Friday, March 14, 2008 | 2 a.m.
In New York, developers commonly shoehorn buildings into odd places, erecting them atop or in front of existing structures.
Las Vegas is cultivating its own shoehorn specialist in Las Vegas Sands, which continues building its casino empire on the Strip even though it has only a few acres of land.
The company’s connected Venetian and Palazzo resorts already constitute the world’s largest casino resort and convention complex. Now the tightly packed southeast corner of Sands Avenue and Las Vegas Boulevard is getting yet another addition. Four hundred luxury condo units are under construction above a building that is to contain a Walgreens and other stores.
The structure, which will be integrated into the Palazzo, is to open next year on less than an acre between the Venetian and the Palazzo.
That land is the former home of the Rosewood Grille, a restaurant that has been a sore point for Venetian executives over the years. They wanted to buy it but the owners, who planned to build a shopping center on the site, were unwilling to part with it. Las Vegas Sands and the landowners have reached an airspace agreement so the condo and the shopping center can be built above separate ground-floor tenants.
Air rights are common in New York and other dense cities. But they are new to Las Vegas. The county has approved the Walgreens and the condo, but few details have emerged.
Las Vegas Sands executives couldn’t be reached for comment.

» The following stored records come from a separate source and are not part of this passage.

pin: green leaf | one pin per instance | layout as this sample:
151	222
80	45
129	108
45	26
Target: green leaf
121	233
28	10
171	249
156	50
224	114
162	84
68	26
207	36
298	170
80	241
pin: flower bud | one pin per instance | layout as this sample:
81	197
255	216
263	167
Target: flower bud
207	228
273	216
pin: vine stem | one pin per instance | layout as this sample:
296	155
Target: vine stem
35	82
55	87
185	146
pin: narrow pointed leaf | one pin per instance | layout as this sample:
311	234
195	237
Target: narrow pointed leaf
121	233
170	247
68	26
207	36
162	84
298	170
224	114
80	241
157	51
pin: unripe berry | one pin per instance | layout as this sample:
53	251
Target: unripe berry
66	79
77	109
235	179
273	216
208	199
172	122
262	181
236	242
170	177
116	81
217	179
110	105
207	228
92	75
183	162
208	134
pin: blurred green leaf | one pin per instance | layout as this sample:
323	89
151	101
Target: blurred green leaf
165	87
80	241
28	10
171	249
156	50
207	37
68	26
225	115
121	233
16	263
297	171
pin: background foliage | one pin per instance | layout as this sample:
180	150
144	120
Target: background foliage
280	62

Company executives told representatives of Wall Street firms at a private meeting last month that the company hoped to sell the units for up to $2,000 per square foot — more than the prices for many on the Strip but in the range of what MGM Mirage is charging buyers at CityCenter.
The housing slump has hurt demand for condos in Las Vegas. But Sands executives are betting that a weak dollar and the Venetian’s growing brand equity in China will help the company sell condos to Asian buyers — the kind of high-rolling customers who are spending money at the company’s resorts in Macau and Las Vegas.

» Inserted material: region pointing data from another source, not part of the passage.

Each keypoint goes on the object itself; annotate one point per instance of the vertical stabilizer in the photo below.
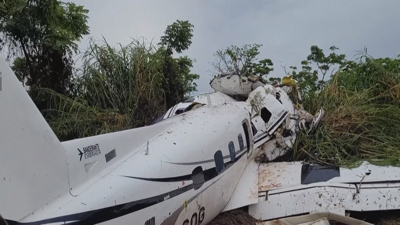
(33, 168)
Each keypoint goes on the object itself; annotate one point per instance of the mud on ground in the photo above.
(234, 217)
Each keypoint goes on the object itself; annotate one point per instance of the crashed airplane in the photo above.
(194, 162)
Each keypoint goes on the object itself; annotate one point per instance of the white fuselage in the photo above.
(172, 177)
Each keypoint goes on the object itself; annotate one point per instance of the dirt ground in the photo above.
(235, 217)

According to an investor pitch circulated by VV Ventures, which claims to be operating food and beverage venues for the Rosewood Grille parcel, the tenants are expected to include a spa, a nightclub run by London club operator Marc Merran of the Movida Group and restaurants offering catering by French chef Jean-Georges Vongerichten’s Culinary Concepts.
The information on tenants was first published by The Vegas Eye, a blog run by the publisher of Las Vegas Food & Beverage magazine.
Analysts say resort amenities in the condo building are expected to be available for condo residents and guests rather than the public.
But that’s not all that could be in store for the corner.
In a separate plan that would make even the most aggressive of New York’s high-rise developers gulp, Las Vegas Sands has contemplated building a third resort in place of or above the Sands Expo Center, which sits along Sands Avenue near Las Vegas Boulevard.
This third resort could be as big as, if not bigger than, the Venetian or the Palazzo, with an equally large retail center and all of the requisite top-shelf amenities.
These plans have cropped up in discussions with Wall Street firms eager to see the company maximize its profit on land that, while mostly developed, has not yet reached New York standards. The company already has county approval to build a second convention center for which it does have enough land — 18 acres. But the site is behind a Wynn Resorts parking garage, which presents a space challenge of another kind: How do you get conventiongoers to walk around the Wynn parking garage and into your resorts on the Strip? The Sands is considering a people-mover of sorts to bypass the parking garage.
Experts say the second convention center would allow the company to build a more profitable resort at the Sands site, or at least use some of the Sands site for a resort.